Bij brief van 15 februari 2001 hebben verweerders een reactie gegeven op dit verzoek.
Bij brief van 22 februari 2001 heeft verzoeker een nadere toelichting gegeven op zijn
verzoek, waarbij hij tevens heeft verzocht zijn verzoek ook als bezwaarschrift te
beschouwen.
Daarop heeft de griffier van het College het onderhavige geschrift met toepassing van
artikel 6:15, eerste lid, van de Algemene wet bestuursrecht (hierna: de Awb) doorgezonden
aan verweerders.
De president heeft het verzoek behandeld ter zitting van 16 maart 2001. Verzoeker in
persoon en verweerders vertegenwoordigd door hun gemachtigden, hebben aldaar hun
standpunt nader toegelicht.
2. De toepasselijke regelgeving
In de Awb is onder meer het volgende bepaald:
" Artikel 3:40:
Een besluit treedt niet in werking dan nadat het is bekendgemaakt.
Artikel 3:41:
1. De bekendmaking van besluiten die tot een of meer belanghebbenden zijn
gericht, geschiedt door toezending of uitreiking aan hen, onder wie begrepen de
aanvrager.
2. Indien de bekendmaking van het besluit niet kan geschieden op de wijze als
voorzien in het eerste lid, geschiedt zij op een andere geschikte wijze.
Artikel 3:42:
1. De bekendmaking van besluiten die niet tot een of meer belanghebbenden
zijn gericht, geschiedt door kennisgeving van het besluit of van de zakelijke
inhoud ervan in een van overheidswege uitgegeven blad of een dag-, nieuws-
of huis-aan-huisblad, dan wel op een andere geschikte wijze.

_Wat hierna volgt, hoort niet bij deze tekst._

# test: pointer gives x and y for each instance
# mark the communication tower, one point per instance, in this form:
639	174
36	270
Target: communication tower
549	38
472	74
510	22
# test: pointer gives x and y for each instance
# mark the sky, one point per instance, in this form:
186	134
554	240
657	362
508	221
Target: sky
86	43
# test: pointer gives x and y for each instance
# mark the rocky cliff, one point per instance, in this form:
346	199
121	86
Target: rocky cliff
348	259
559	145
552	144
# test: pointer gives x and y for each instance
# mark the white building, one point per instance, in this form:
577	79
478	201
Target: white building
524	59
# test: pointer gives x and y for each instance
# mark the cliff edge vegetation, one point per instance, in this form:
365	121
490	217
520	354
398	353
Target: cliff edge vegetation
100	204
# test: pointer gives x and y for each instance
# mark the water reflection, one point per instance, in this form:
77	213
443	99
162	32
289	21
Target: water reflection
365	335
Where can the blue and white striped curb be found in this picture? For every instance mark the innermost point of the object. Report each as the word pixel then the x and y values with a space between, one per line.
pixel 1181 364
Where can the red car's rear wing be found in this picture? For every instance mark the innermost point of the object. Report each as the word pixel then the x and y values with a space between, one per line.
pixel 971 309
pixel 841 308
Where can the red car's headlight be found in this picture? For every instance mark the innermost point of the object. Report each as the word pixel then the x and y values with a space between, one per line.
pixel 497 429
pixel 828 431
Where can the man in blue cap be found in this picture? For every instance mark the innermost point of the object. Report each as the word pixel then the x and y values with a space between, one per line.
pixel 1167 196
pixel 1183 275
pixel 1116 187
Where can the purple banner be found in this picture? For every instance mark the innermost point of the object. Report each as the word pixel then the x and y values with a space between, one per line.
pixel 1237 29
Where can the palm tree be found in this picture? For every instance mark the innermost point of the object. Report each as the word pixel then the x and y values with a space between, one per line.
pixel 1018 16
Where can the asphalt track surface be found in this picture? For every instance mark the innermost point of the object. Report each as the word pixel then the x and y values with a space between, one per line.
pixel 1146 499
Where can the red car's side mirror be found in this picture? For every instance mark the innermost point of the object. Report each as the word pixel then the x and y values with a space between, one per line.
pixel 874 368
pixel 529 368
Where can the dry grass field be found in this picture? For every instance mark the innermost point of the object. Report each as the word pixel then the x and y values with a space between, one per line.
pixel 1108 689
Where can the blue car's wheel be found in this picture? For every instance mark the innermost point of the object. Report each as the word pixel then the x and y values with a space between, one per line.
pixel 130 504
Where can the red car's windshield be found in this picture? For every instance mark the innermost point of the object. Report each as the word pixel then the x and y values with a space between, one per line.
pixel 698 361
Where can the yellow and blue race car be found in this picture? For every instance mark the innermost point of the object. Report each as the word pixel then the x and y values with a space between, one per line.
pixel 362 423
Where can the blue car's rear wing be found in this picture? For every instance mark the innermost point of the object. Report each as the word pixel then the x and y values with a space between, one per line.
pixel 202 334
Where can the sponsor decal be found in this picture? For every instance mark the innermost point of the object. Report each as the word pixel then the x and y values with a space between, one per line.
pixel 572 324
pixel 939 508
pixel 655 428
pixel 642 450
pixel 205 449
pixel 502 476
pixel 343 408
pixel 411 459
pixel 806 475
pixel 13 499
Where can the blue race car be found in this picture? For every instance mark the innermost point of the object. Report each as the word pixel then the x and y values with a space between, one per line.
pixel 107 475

2. Indien alleen van de zakelijke inhoud wordt kennisgegeven, wordt het
besluit tegelijkertijd ter inzage gelegd. In de kennisgeving wordt vermeld waar
en wanneer het besluit ter inzage ligt."
In de Wet is onder meer het volgende bepaald:
" Artikel 2:
1. Het is verboden een winkel voor het publiek geopend te hebben:
a. op zondag;
b. op Nieuwjaarsdag, op Goede Vrijdag na 19 uur, op tweede Paasdag, op
Hemelvaartsdag, op tweede Pinksterdag, op 24 december na 19 uur, op eerste
en tweede Kerstdag en op 4 mei na 19 uur;
(.)
Artikel 3:
1. De gemeenteraad kan voor ten hoogste twaalf door hem aan te wijzen dagen
per kalenderjaar vrijstelling verlenen van de in artikel 2 vervatte verboden,
voor zover deze betrekking hebben op de zondag, Nieuwjaarsdag, tweede
Paasdag, Hemelvaartsdag, tweede Pinksterdag en eerste of tweede Kerstdag.
De beperking tot twaalf dagen per kalenderjaar geldt voor elk deel van de
gemeente afzonderlijk.
2. De gemeenteraad kan, al dan niet onder het stellen van regels, de in het
eerste lid bedoelde bevoegdheid delegeren aan burgemeester en wethouders."
In de Verordening is onder meer het volgende bepaald:
" Artikel 4 - Zon- en Feestdagenregeling
1. De verboden, vervat in artikel 2, eerste lid, onder a en b van de wet, gelden
niet op ten hoogste twaalf, door burgemeester en wethouders aan te wijzen,
zon- en feestdagen per kalenderjaar.
2. De in het eerste lid bedoelde bevoegdheid geldt voor elk deel van de
gemeente afzonderlijk."
3. Het standpunt van verzoeker
Het betoog van verzoeker komt - in de kern gezien - op het volgende neer.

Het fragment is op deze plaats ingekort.